Reporters banned from covering seige in Kashmir

The Indian government has placed restrictions on reporting in Kashmir during and after the siege, and subsequent burning, of the shrine at Charar-e-Sharief. Authorities banned reporters in mid-March from visiting Charar-e-Sharief, where Indian troops had laid siege to a 15th-century Sufi shrine occupied by militant separatists. The siege ended last week, when fires of undetermined origin gutted the shrine and most of the surrounding town.

Because of the ban on reporting in the area, no independent accounts of the shrine's destruction were available. While the ban has been relaxed in the aftermath of the fires, reporters are still barred from entering the town itself and may approach it only under army escort.
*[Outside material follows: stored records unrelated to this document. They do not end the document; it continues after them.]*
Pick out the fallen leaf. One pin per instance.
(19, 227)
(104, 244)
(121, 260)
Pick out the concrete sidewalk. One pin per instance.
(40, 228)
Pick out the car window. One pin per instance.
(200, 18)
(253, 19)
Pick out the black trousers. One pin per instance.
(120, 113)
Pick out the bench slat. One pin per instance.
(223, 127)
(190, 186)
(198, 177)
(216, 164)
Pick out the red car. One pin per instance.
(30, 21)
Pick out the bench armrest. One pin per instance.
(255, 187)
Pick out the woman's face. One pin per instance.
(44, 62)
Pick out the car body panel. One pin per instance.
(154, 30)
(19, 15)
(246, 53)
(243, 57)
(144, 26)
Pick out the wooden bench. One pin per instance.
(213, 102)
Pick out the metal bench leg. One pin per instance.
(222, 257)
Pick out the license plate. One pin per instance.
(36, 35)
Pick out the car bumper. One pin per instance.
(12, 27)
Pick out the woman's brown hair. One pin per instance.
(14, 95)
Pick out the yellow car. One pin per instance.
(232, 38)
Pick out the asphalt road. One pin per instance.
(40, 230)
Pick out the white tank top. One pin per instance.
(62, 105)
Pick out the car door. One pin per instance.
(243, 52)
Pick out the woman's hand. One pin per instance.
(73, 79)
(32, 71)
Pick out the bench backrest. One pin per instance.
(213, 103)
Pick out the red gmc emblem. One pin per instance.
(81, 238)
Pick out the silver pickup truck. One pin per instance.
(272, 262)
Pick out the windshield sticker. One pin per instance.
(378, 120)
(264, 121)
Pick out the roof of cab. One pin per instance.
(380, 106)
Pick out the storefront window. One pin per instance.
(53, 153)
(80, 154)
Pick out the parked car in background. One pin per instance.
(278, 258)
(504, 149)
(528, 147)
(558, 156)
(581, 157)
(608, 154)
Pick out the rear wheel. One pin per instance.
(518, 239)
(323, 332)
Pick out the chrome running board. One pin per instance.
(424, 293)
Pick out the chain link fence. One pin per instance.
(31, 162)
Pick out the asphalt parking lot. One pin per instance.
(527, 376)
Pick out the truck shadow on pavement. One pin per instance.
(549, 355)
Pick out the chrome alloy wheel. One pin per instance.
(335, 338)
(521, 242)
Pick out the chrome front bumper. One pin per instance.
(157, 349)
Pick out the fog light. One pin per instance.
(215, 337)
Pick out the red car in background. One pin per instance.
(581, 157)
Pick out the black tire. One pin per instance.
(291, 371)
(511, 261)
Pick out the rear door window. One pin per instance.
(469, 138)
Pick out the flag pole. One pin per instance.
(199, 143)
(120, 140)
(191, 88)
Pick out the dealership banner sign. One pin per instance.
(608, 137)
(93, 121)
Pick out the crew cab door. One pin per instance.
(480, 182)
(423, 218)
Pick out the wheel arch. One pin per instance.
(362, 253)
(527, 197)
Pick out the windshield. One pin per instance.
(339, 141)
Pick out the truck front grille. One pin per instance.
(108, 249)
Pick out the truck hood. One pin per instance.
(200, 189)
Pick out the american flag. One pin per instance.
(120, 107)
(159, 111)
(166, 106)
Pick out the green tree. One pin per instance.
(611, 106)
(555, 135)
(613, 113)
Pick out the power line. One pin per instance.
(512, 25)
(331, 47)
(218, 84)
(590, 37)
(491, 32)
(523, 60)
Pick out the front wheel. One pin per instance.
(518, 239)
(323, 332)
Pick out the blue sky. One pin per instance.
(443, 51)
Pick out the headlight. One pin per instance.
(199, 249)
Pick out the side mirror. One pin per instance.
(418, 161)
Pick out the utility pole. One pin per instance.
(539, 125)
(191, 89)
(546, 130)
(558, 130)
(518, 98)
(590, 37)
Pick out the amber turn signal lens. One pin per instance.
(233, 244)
An additional curb was imposed on Sunday, 14 May, after the Prime Minister dispatched Home Minister S.B. Chavan and Finance Minister Manmohan Singh to Srinagar. Reporters were confined to their hotel during the visit by the two ministers, according to the "New York Times". These restrictions are consistent with the accounts of Kashmiri journalists whom CPJ spoke with during a fact-finding visit to Srinagar in March.

Border areas, locales subjected to cordon-and-search operations, and sites of army-militant confrontation are regularly declared off-limits, members of the local press told us. CPJ's findings will be detailed in a report on press freedom in Kashmir, to be released in early June.